Dagelijks steken tienduizenden Venezolanen de grens met Colombia over, op de vlucht voor de voedselschaarste en repressie in hun eigen land. Gewapende groeperingen slaan onderwijl hun slag: ze persen de migranten af, of proberen die te rekruteren. Een verslag vanuit Cucuta.
Op weinig plaatsen is de Venezolaanse vluchtelingencrisis zo zichtbaar als onder de brug Puente Ureña in de Colombiaanse stad Cucuta. De brug vormt een van de grensovergangen naar Venezuela. Onder de brug zijn drie kampen ingericht, waar naar schatting achthonderd Venezolanen bivakkeren, in omstandigheden die op zijn zachtst gezegd inhumaan zijn. Naakte kinderen liggen op vuile matrassen op de grond, onder afdakjes van plastic en karton. De kinderen hebben snotneuzen, prut in hun ooghoeken en huiduitslag. Tussen de schaarse bomen hangen waslijnen met kleding, gewassen in de vervuilde rivier die beide landen van elkaar scheidt. Een moeder zit op een steen en geeft haar baby de borst, terwijl ze wezenloos voor zich uit staart.
Een jaar geleden sloegen de eerste families van de inheemse Yukpa hier hun kamp op, op de vlucht voor de schaarste en hyperinflatie die in Venezuela heersen. Tot drie maal toe werden ze met bussen door de Colombiaanse overheid weer de grens overgezet. “We zijn hier uit noodzaak, om onze kinderen te eten te kunnen geven”, zegt Cleidy Romero (23), moeder van drie kinderen. “Maar ook hier is het moeilijk. In de ziekenhuizen willen ze ons niet helpen, en de Colombiaanse overheid zegt dat we weg moeten.”
Venezuela verkeert in een diepe economische en politieke crisis door het falende bestuur van president Nicolás Maduro en zijn voorganger Hugo Chávez. De wereldwijde daling van de olieprijs en het instorten van de olieproductie hebben de economie tot stilstand gebracht. Het gevolg: schaarste aan vrijwel alle primaire levensmiddelen, en hyperinflatie die het leven voor het overgrote deel van de bevolking onbetaalbaar heeft gemaakt.

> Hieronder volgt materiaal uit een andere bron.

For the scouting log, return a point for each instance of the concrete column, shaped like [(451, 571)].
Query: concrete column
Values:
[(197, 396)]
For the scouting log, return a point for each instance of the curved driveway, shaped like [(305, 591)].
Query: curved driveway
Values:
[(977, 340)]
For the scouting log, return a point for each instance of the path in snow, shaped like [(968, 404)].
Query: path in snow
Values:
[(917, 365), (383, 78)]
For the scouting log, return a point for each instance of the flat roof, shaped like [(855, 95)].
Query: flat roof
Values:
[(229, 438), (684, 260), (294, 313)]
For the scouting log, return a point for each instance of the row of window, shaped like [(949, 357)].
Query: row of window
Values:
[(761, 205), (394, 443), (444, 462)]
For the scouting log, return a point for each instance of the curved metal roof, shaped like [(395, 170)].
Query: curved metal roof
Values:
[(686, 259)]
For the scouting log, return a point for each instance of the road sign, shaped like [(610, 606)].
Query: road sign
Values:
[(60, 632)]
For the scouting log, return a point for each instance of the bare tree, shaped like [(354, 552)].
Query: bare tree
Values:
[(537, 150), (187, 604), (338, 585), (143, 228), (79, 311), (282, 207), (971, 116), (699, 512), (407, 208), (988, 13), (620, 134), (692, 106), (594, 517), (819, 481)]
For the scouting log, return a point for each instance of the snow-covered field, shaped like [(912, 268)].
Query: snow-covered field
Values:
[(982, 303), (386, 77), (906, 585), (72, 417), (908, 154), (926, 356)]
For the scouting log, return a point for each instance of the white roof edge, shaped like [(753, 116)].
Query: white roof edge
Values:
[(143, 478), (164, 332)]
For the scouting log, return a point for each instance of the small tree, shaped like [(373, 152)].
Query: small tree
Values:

Waar het voorheen de rijke Venezolanen waren die de socialistische heilstaat verruilden voor de VS of Europa, verlaten nu ook de lagere sociale klassen het land, gedreven door honger. Andere redenen die de vluchtelingen noemen voor hun vertrek zijn de politieke repressie van Maduro’s autoritaire regime, en de extreme criminaliteit in het land, met moordcijfers die drie Venezolaanse steden tot de gevaarlijkste ter wereld maken.
Het merendeel van de recente golf vluchtelingen vertrekt naar Colombia, waarmee Venezuela een 2219 kilometer lange grens deelt. Ook de vele Colombianen die eerder naar Venezuela vluchtten tijdens het Colombiaanse conflict (tussen de FARC, het leger en paramilitaire groeperingen), keren nu massaal terug. Zodoende is een ware exodus naar Colombia ontstaan.
Humanitaire crisis
Meer dan de helft van de migranten steekt de grens over bij Cucuta, een stad van 670 duizend inwoners in de Colombiaanse provincie Norte de Santander. Per dag steken 35 tot 40 duizend mensen de grensovergang Puente de Bolivar over, een brug over de rivier Tachira die de beide landen scheidt. De meesten keren nog dezelfde dag terug: ze hebben inkopen gedaan in Cucuta, of er smokkelwaar uit Venezuela verkocht. Een kleiner deel, zo´n tweeduizend per dag, blijft in Colombia achter.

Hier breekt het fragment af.